FKA twigs isn’t one for predictability, despite what the title suggests. “Predictable Girl” dropped on 11 November 2025 ahead of Friday’s EUSEXUA Afterglow release (14 November via Young/Atlantic).
The glitchy textures cut through the mix like broken glass while that blown-out bassline does serious work underneath. There’s real grit here, the kind that rattles your chest when the volume’s up.
The two-step beat keeps things moving, but twigs and her production team (Oli XL, Mechatok, Manni Dee among them) have deliberately fractured the arrangement. Nothing sits quite where you’d expect.
The bass distorts beautifully, giving the track a satisfying heaviness that feels almost industrial at points.
Jordan Hemingway’s music video matches the sonic chaos perfectly.
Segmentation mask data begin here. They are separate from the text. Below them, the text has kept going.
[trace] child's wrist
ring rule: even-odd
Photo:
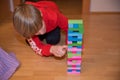
[[[54,47],[54,46],[51,46],[51,47],[50,47],[50,53],[51,53],[51,55],[53,55],[53,47]]]

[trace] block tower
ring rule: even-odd
[[[83,39],[83,20],[68,21],[67,72],[80,74]]]

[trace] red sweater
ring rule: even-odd
[[[26,2],[26,4],[31,4],[41,11],[43,15],[43,20],[46,25],[46,32],[54,30],[59,26],[67,34],[68,30],[68,19],[60,13],[57,5],[51,1],[39,1],[39,2]],[[38,36],[33,36],[28,39],[31,48],[39,55],[49,56],[50,44],[43,44]]]

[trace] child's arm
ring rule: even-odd
[[[58,25],[62,30],[64,30],[67,33],[67,31],[68,31],[68,18],[61,13],[58,14]]]
[[[68,35],[68,18],[65,17],[63,14],[59,13],[58,15],[58,25],[59,27],[65,32],[66,38],[66,44],[67,44],[67,35]]]
[[[66,45],[49,45],[43,44],[37,36],[27,39],[33,51],[41,56],[54,55],[56,57],[62,57],[65,55],[67,46]]]
[[[51,45],[49,44],[43,44],[37,36],[34,36],[30,39],[27,39],[29,42],[31,48],[33,51],[35,51],[36,54],[41,55],[41,56],[50,56],[50,47]]]

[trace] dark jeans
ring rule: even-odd
[[[48,32],[44,35],[38,35],[39,39],[42,41],[43,39],[46,39],[46,42],[48,44],[55,45],[59,43],[60,41],[60,28],[56,27],[54,30],[51,32]]]

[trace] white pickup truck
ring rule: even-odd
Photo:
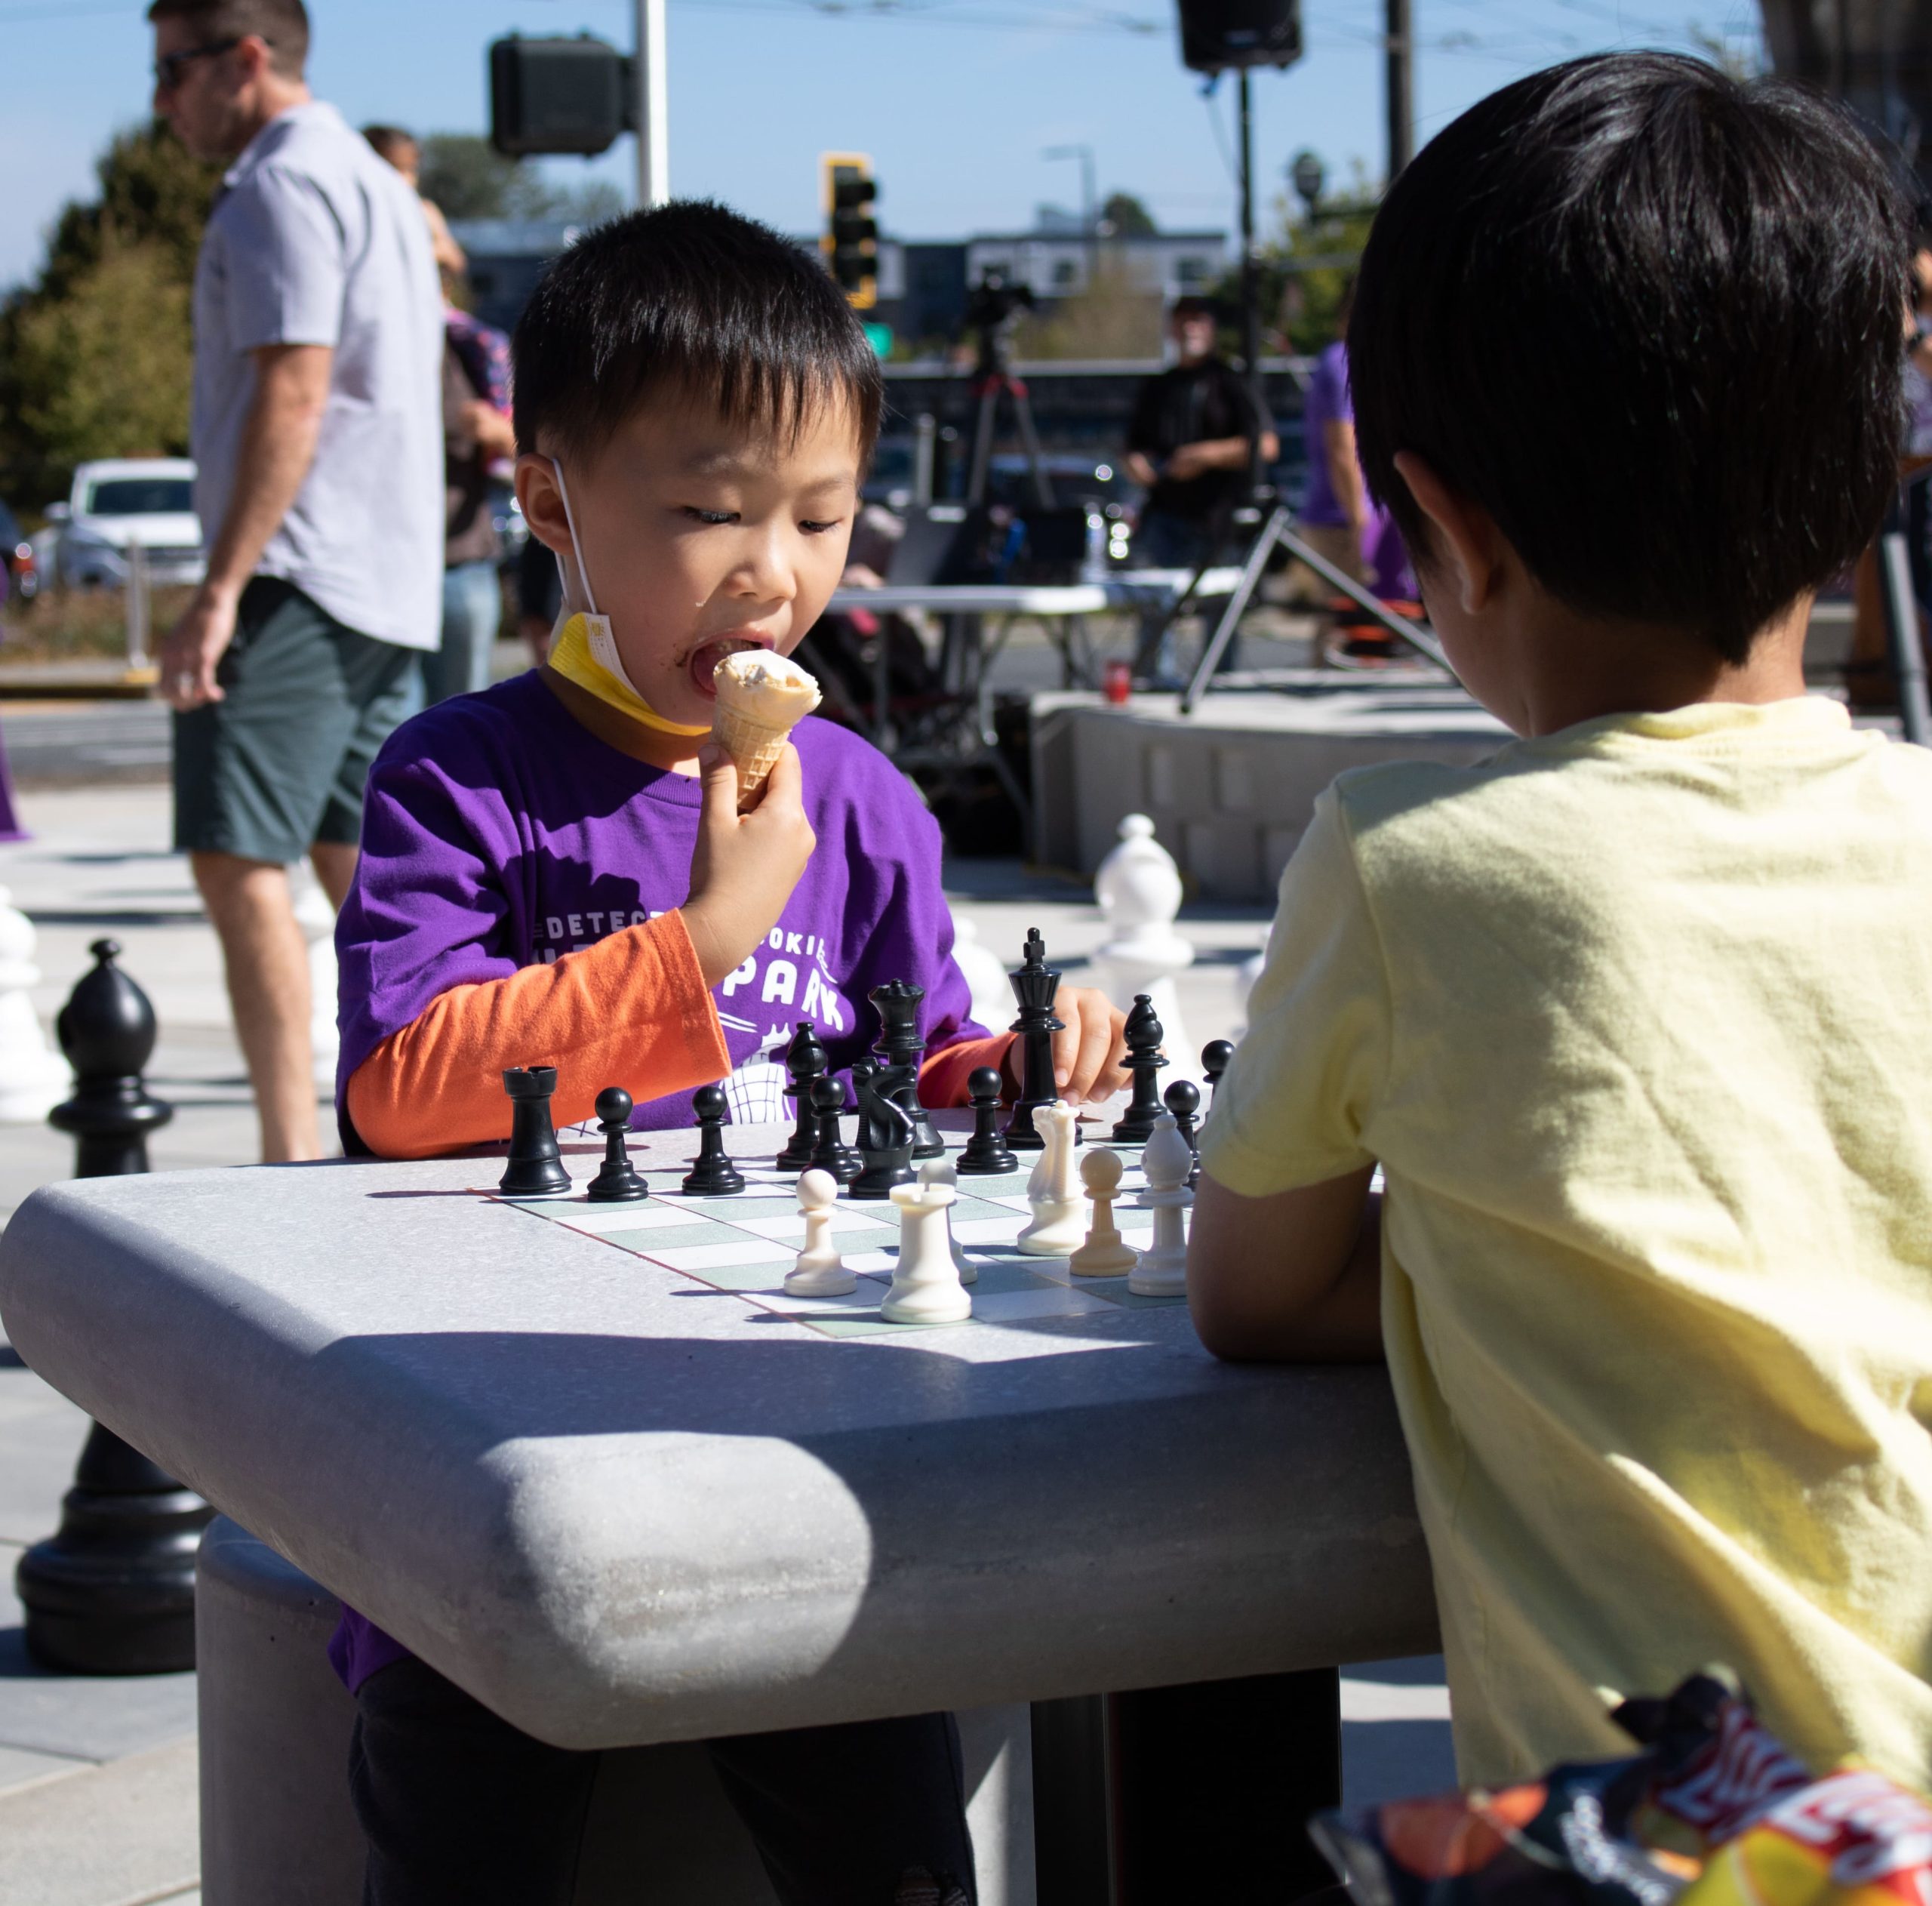
[[[195,515],[195,466],[185,457],[125,457],[83,463],[57,526],[54,574],[70,588],[118,589],[138,542],[152,584],[198,583],[206,568]]]

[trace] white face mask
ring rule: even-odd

Twigs tears through neon-lit streets on a motorbike, confronting her doppelganger in choreography that blurs fighting with something more intimate.
The whole thing glitches out before any real resolution, which feels intentional because the track does the exact same thing.
Here’s where it gets frustrating though: the song builds brilliantly but stops short of the payoff you’re craving. You keep waiting for that final chorus, one more escalation to push it over the edge.
Instead it ends right when things should explode. The structure works on its own terms, but you’re left wanting more. Specifically, that climactic moment it teases but never delivers.
Still, as a preview of what Afterglow offers, it’s effective. Where EUSEXUA was all about the euphoric rush of the dancefloor, this follow-up explores the comedown, that restless energy when the lights come up and you’re still buzzing.
“Predictable Girl” nails that feeling of being stuck between the high and reality. It’s immediate and fun, but the deliberate lack of resolution keeps you suspended in the afters, wanting the night to continue.
Afterglow’s shaping up to be a solid companion to the earlier record, and if the rest matches this energy, we’re in for something special.